Moreover, in my opinion, the CJEU goes out of its way to provide the referring court with several additional reasons why, even in the presence of a written contract, the scheme may not be covered by Directive 2004/18. As the Court stresses, the scheme may well be below the relevant thresholds (which is a fair remark), or be exempted as part of an in-house scheme or a public-public cooperation scheme (see the European Commission's guidance for further details). These latter considerations are unwarranted by the question referred to the CJEU, which shows no element of collaboration between contracting authorities.  Indeed, the CJEU notes that:
116 [...] on the one hand, the application of Directive 2004/18 to public works contracts is nevertheless subject to the condition that the estimated value of the contract reaches the threshold set out in Article 7(c) of that directive and that, on the other, there are, as is apparent from the settled case-law of the Court, two types of contracts entered into by a public entity that do not fall within the scope of EU public procurement law
117 The first type of contracts are those concluded by a public entity with a person who is legally distinct from that entity [under the in-house exemption] where, at the same time, that entity exercises over the person concerned a control which is similar to that which it exercises over its own departments and where that person carries out the essential part of its activities with the entity or entities which control it (see Case C‑159/11 Ordine degli Ingegneri della Provincia di Lecce and Others [2012] ECR I‑0000, paragraph 32 and the case-law cited). 
118 The second type of contracts are those which establish cooperation between public entities with the aim of ensuring that a public task that they all have to perform is carried out. In those circumstances, the EU rules on public procurement are not applicable in so far as, in addition, such contracts are concluded exclusively by public entities, without the participation of a private party, no private provider of services is placed in a position of advantage vis-à-vis competitors and implementation of that cooperation is governed solely by considerations and requirements relating to the pursuit of objectives in the public interest (see Ordine degli Ingegneri della Provincia di Lecce and Others, paragraphs 34 and 35). (C-197/11 at paras 105 to 119).
 The Court concludes with a tautology:
In the light of all the foregoing considerations, the answer to the eleventh question in Case C‑203/11 is that the development of social housing units which are subsequently to be sold at capped prices to a public social housing institution, or with substitution of that institution for the service provider which developed those units, is covered by the concept of ‘public works contract’ contained in Article 1(2)(b) of Directive 2004/18 where the criteria set out in that provision have been met, a matter which falls to be determined by the referring court (C-197/11 at para 119, emphasis added).
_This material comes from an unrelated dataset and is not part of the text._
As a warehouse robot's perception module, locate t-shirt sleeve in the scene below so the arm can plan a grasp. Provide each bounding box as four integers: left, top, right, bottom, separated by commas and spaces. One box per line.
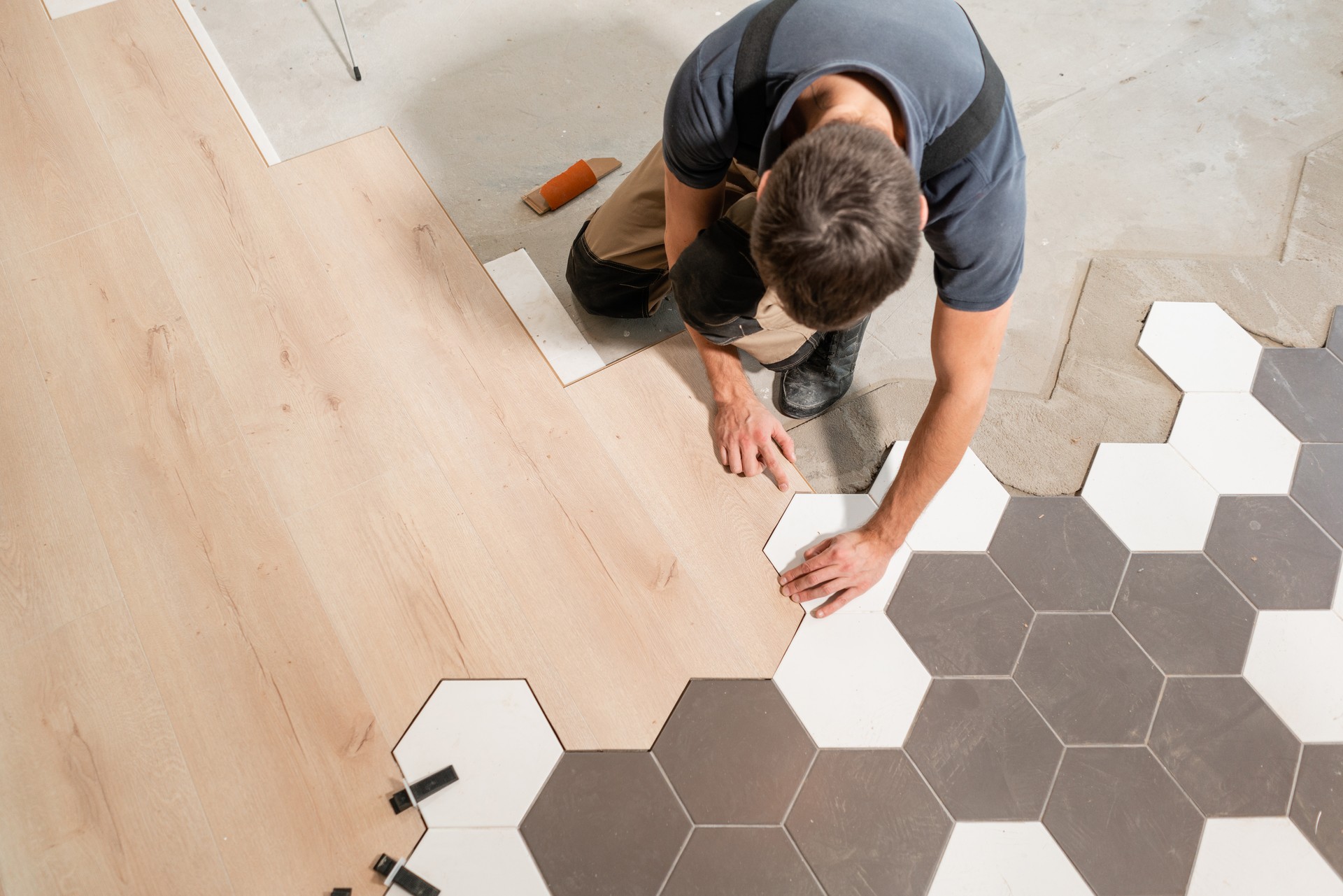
924, 159, 1026, 312
662, 47, 736, 190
In my opinion, the answer provided by the CJEU to this last question in the Libert case is at the same time too vague and too lenient with the social housing scheme under consideration, and opens a door to a dangerous path of limited or non-application of public procurement rules in relevant areas of social policy and social services, such as social housing. In that regard, it will be important to see how this (emerging?) trend of case law gets squared with the foreseeable future rules applicable to the procurement of social services of general interested, such as those included in the 2011 Proposal for a new Public Procurement Directive (art 74 to 76). 

Definitely, both avenues of development of public procurement law point towards a light-touch regulation of social services / social policy-related procurement, but I am not sure that they are moving in the same direction, since the CJEU seems to be keen to exclude (certain) 'social' contracts from procurement rules, whereas the Commission would like to keep some (restricted) control over them. It will be highly relevant to see how this area develops in the near future, since legal uncertainty is bound to be coupled with intense executive action.